BATANG — Aula diklat RSUD Kalisari Batang mendadak dipenuhi puluhan pendonor darah pada Rabu 27 Agustus 2025. Kegiatan donor darah itu digelar RSUD Batang dalam rangkaian penutup perayaan Hari Ulang Tahun ke-80 Republik Indonesia.
Dengan target 80 kantong darah, kegiatan ini diikuti para tenaga medis, staf rumah sakit, dan masyarakat umum.
Nur Fahad dari Unit Donor Darah (UDD) PMI Batang menuturkan bahwa agenda donor darah di RSUD Batang sudah menjadi kegiatan rutin.
“Untuk di RSUD Batang ini targetnya 80 kantong. Ini merupakan agenda rutin yang diadakan komite keperawatan RSUD Batang, kali ini untuk memperingati HUT RI 17 Agustus,” katanya.
Menurutnya, kesadaran masyarakat untuk berdonor semakin meningkat.
Antusiasme ini membuat stok darah di PMI Batang bukan hanya aman, tetapi bahkan surplus hingga bisa membantu daerah lain.
PMI Batang setiap bulan memproduksi sekitar 1.200 kantong darah.
Jumlah ini cukup untuk memenuhi kebutuhan tiga rumah sakit besar di Batang, yakni RSUD Batang, RS QIM, dan RSUD Limpung.
“Kadang kita bisa kirim 100 kantong ke Kajen, 100 kantong ke Demak. Kondisi kita memang sering surplus, over stock,” jelas Nur Fahad.
Saat ini, stok darah untuk golongan O, B, dan AB berada di level berlebih. Hanya golongan A yang posisinya berada di status aman.
Kesadaran masyarakat berpartisipasi donor darah makin berkembang dari tahun ke tahun.
Sebagai bentuk penghargaan, PMI Batang memberikan piagam khusus kepada pendonor yang sudah menyumbang darah secara rutin.

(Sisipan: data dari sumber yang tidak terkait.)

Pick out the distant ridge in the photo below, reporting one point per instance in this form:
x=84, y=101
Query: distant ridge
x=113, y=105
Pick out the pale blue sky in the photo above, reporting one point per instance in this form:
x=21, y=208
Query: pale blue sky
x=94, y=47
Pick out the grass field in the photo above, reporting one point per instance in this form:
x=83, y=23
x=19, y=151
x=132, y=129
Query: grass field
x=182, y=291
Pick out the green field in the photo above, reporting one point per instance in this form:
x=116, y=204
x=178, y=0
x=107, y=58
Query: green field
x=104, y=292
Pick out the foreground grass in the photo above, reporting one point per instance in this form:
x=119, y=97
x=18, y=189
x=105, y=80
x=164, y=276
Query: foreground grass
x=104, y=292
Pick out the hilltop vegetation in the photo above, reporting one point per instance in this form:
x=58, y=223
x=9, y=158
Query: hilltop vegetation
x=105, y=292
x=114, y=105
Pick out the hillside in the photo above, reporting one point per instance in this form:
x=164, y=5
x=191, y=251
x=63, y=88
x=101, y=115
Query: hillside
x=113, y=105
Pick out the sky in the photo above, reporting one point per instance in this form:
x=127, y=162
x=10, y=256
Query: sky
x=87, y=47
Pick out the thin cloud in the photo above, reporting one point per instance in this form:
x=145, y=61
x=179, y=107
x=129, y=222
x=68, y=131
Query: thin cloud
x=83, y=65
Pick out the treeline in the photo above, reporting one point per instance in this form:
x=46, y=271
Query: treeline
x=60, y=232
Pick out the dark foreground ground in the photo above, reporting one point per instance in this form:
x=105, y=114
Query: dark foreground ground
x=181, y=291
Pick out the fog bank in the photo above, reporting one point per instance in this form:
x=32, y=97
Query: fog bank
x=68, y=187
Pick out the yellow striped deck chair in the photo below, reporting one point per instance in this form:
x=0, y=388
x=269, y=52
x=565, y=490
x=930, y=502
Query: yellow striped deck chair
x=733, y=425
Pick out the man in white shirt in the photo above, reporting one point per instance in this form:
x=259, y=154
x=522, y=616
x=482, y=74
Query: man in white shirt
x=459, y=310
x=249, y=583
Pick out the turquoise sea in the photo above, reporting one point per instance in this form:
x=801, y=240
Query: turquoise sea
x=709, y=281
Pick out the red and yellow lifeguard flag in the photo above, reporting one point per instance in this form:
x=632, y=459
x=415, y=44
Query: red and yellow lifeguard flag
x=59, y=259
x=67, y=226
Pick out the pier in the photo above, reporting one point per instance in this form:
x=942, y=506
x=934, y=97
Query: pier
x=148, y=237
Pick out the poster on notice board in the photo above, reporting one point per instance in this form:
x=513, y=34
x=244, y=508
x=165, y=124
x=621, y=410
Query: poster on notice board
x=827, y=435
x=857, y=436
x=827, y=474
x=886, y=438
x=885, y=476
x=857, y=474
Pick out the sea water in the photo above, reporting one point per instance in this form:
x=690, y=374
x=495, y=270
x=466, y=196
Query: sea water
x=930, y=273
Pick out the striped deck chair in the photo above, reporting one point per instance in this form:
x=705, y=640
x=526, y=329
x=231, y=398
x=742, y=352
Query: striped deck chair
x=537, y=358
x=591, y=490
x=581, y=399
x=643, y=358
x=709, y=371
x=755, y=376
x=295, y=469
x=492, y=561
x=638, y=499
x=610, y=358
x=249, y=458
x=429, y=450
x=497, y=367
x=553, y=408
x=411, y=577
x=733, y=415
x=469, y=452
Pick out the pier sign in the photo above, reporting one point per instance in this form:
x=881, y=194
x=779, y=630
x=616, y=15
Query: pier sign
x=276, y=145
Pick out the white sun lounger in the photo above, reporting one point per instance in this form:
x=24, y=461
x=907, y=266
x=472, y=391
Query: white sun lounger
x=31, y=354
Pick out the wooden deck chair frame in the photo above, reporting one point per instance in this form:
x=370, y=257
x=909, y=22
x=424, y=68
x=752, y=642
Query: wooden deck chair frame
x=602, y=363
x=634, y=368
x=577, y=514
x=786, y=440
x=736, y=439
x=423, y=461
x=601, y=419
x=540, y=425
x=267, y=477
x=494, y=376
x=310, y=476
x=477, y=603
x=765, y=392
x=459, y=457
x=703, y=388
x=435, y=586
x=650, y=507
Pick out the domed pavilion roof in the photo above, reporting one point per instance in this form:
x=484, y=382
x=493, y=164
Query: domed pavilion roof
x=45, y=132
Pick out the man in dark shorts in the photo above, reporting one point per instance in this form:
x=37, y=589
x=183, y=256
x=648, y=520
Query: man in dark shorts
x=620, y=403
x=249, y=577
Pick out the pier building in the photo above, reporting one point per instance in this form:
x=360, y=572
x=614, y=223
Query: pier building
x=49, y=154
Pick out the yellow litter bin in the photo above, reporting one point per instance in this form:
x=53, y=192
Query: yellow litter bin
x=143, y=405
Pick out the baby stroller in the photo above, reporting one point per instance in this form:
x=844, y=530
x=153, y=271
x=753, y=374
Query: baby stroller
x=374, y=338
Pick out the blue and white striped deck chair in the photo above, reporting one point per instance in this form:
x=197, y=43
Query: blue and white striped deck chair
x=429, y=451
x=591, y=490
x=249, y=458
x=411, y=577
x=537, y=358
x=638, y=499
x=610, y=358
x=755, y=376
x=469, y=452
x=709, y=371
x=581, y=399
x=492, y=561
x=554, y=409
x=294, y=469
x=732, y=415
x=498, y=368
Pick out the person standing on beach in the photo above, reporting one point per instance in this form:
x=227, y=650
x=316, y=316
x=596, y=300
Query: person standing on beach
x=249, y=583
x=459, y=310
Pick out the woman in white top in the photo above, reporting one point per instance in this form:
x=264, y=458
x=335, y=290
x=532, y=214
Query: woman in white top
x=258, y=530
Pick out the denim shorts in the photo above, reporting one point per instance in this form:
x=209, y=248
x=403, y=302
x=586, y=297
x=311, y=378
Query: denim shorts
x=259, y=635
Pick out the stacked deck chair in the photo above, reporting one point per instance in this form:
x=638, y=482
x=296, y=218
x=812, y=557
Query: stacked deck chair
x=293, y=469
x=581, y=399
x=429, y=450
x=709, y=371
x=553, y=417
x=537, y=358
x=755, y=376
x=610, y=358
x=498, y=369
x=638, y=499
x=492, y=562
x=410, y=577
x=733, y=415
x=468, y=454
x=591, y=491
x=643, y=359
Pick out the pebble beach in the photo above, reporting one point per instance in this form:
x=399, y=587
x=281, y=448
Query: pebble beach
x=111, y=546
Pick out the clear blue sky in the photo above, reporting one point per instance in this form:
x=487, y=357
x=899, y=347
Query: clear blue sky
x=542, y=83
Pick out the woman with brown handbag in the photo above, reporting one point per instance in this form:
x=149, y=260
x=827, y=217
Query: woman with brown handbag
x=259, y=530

“Tahun ini, ada 29 pendonor yang mendapat piagam untuk 50 kali donor, dan 110 pendonor menerima piagam untuk 25 kali donor,” ungkap Nur Fahad.

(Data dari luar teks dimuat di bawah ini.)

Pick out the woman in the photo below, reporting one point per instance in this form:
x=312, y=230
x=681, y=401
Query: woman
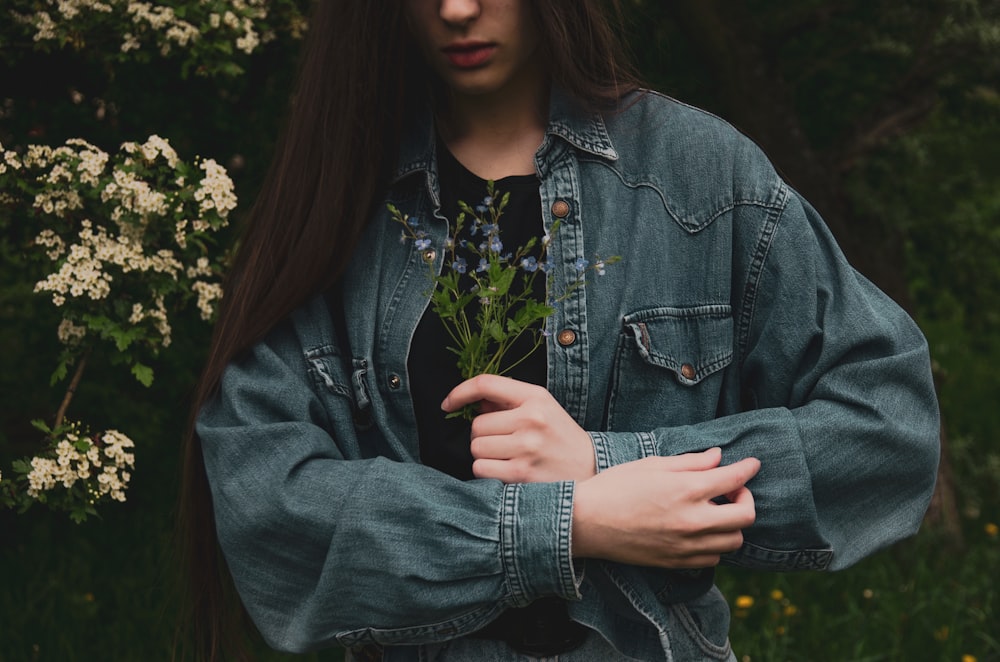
x=731, y=390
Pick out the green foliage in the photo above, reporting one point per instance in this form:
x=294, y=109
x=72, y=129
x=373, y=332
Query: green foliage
x=482, y=309
x=209, y=38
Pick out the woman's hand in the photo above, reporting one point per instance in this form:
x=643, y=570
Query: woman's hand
x=522, y=434
x=659, y=511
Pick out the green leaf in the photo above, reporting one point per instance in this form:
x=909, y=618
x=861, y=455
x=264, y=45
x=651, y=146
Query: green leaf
x=143, y=373
x=39, y=424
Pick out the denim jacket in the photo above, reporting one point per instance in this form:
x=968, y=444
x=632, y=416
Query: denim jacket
x=733, y=320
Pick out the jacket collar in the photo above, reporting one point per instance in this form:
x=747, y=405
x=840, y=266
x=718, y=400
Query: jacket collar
x=568, y=121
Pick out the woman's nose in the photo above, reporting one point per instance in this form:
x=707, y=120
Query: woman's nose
x=459, y=12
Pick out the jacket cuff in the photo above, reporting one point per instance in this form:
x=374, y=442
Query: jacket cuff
x=535, y=541
x=612, y=448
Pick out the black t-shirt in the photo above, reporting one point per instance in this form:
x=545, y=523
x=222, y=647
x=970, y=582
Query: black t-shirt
x=444, y=443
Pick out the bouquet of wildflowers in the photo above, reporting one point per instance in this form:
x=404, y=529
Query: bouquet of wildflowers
x=486, y=318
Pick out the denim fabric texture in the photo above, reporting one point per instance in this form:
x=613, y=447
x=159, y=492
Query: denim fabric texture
x=733, y=320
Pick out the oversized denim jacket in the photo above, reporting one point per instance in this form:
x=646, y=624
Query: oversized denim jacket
x=732, y=320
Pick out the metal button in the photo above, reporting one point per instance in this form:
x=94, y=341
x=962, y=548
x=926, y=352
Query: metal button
x=560, y=209
x=566, y=337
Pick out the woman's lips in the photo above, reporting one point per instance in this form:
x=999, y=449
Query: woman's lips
x=469, y=55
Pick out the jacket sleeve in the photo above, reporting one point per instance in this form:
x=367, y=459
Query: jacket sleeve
x=326, y=550
x=840, y=408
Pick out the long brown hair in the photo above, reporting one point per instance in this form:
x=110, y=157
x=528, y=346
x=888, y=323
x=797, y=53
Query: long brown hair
x=359, y=70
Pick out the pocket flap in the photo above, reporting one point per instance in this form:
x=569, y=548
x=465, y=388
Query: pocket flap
x=692, y=342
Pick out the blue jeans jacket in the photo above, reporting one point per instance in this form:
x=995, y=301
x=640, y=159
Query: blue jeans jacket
x=733, y=320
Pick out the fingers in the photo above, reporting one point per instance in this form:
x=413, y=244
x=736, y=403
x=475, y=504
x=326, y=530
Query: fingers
x=731, y=478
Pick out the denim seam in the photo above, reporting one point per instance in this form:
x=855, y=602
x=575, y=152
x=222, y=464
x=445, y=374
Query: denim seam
x=755, y=273
x=508, y=542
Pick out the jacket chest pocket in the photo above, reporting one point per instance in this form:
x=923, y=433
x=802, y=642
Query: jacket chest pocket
x=668, y=367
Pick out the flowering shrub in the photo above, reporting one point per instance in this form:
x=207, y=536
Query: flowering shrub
x=76, y=473
x=208, y=33
x=123, y=242
x=485, y=319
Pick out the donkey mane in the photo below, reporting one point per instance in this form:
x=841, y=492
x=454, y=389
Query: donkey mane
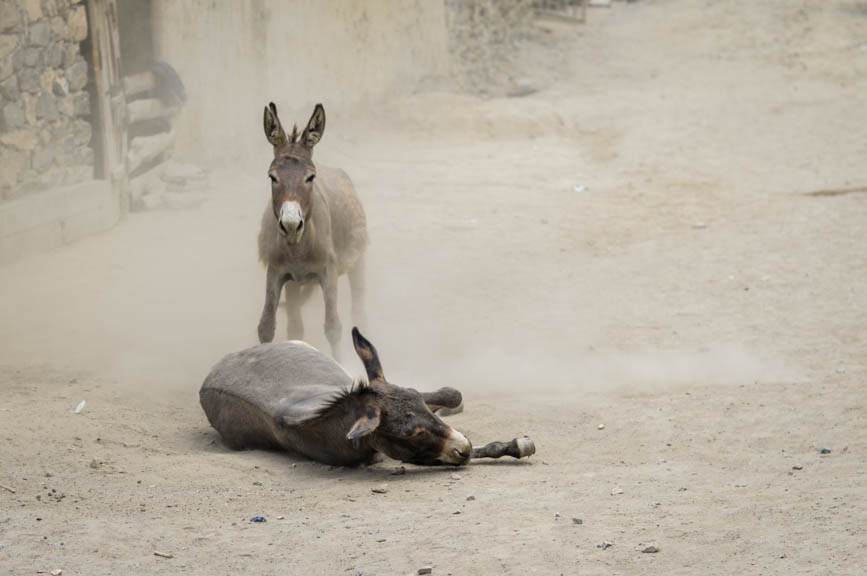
x=359, y=387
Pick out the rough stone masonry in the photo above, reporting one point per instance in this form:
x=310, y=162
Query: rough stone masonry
x=45, y=130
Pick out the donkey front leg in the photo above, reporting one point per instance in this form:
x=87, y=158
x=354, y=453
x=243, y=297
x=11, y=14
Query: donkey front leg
x=333, y=328
x=273, y=283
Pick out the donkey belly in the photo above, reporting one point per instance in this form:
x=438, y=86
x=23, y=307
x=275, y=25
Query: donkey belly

Rekor tertinggi donor darah di Batang dipegang oleh almarhum Bapak Slamet dengan 145 kali donor, disusul Bapak Wahyu Jatmiko dengan 120 kali donor.

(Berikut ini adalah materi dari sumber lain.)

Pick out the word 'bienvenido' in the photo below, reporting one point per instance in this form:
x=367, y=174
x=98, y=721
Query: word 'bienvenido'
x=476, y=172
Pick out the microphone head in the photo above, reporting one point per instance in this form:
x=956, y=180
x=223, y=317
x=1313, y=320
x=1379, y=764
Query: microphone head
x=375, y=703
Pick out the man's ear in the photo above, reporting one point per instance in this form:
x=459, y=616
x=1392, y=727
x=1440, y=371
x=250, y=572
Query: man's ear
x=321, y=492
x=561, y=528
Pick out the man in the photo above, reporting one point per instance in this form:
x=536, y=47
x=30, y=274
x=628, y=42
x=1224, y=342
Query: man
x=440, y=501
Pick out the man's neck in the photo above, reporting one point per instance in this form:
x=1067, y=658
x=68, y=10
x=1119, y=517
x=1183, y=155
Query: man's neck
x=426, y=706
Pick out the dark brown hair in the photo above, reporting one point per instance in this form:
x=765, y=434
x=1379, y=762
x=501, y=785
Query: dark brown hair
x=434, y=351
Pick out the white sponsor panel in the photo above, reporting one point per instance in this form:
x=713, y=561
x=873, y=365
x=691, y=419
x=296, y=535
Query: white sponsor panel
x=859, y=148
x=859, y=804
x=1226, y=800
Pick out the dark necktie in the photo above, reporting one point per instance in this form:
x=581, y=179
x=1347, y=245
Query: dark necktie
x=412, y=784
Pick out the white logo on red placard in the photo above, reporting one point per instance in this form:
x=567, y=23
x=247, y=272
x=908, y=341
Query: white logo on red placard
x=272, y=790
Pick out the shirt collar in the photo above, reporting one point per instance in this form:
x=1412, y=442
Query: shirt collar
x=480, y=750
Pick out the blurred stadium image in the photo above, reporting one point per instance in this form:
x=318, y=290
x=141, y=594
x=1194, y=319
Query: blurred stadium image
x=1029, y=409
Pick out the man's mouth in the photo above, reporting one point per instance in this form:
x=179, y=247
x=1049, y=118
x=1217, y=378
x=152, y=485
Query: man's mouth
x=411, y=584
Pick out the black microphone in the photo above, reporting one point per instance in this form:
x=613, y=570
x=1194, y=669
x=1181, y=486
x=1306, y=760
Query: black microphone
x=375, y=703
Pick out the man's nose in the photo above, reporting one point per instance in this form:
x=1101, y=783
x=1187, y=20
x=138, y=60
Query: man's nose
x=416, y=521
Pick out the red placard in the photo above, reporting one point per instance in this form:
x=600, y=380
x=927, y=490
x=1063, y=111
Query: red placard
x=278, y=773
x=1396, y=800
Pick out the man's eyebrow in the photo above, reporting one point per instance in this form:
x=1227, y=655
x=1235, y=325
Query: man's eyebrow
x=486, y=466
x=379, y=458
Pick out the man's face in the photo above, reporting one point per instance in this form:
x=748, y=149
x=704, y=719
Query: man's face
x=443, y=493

Salah satu pendonor rutin, Isniaroh (47), warga Kelurahan Watusalit, mengaku selalu merasa sehat setelah berdonor.
“Saya sudah terbiasa donor. Selain membantu orang lain, darah saya juga selalu dicek, jadi lebih tenang,” ujarnya.
Plt Direktur RSUD Kalisari Batang, dr. Ida Susilaksmi, menyampaikan apresiasi atas partisipasi masyarakat.
“Semoga kegiatan ini membawa manfaat untuk masyarakat. Untuk civitas hospitalia RSUD Batang, ada 75 orang yang ikut, ” katanya.
Ia menjelaskan, kebutuhan darah di RSUD Kalisari Batang pada bulan Juli 2025 mencapai 225 kantong. Permintaan terbesar datang dari pasien penyakit dalam, khususnya penderita talasemia.
Rinciannya: penyakit dalam 160 kantong, bedah 7 kantong, obsgin 22 kantong, dan anak 36 kantong.
Dengan tingginya kebutuhan tersebut, dr. Ida menilai kegiatan donor darah seperti ini sangat penting untuk menjamin ketersediaan darah di rumah sakit.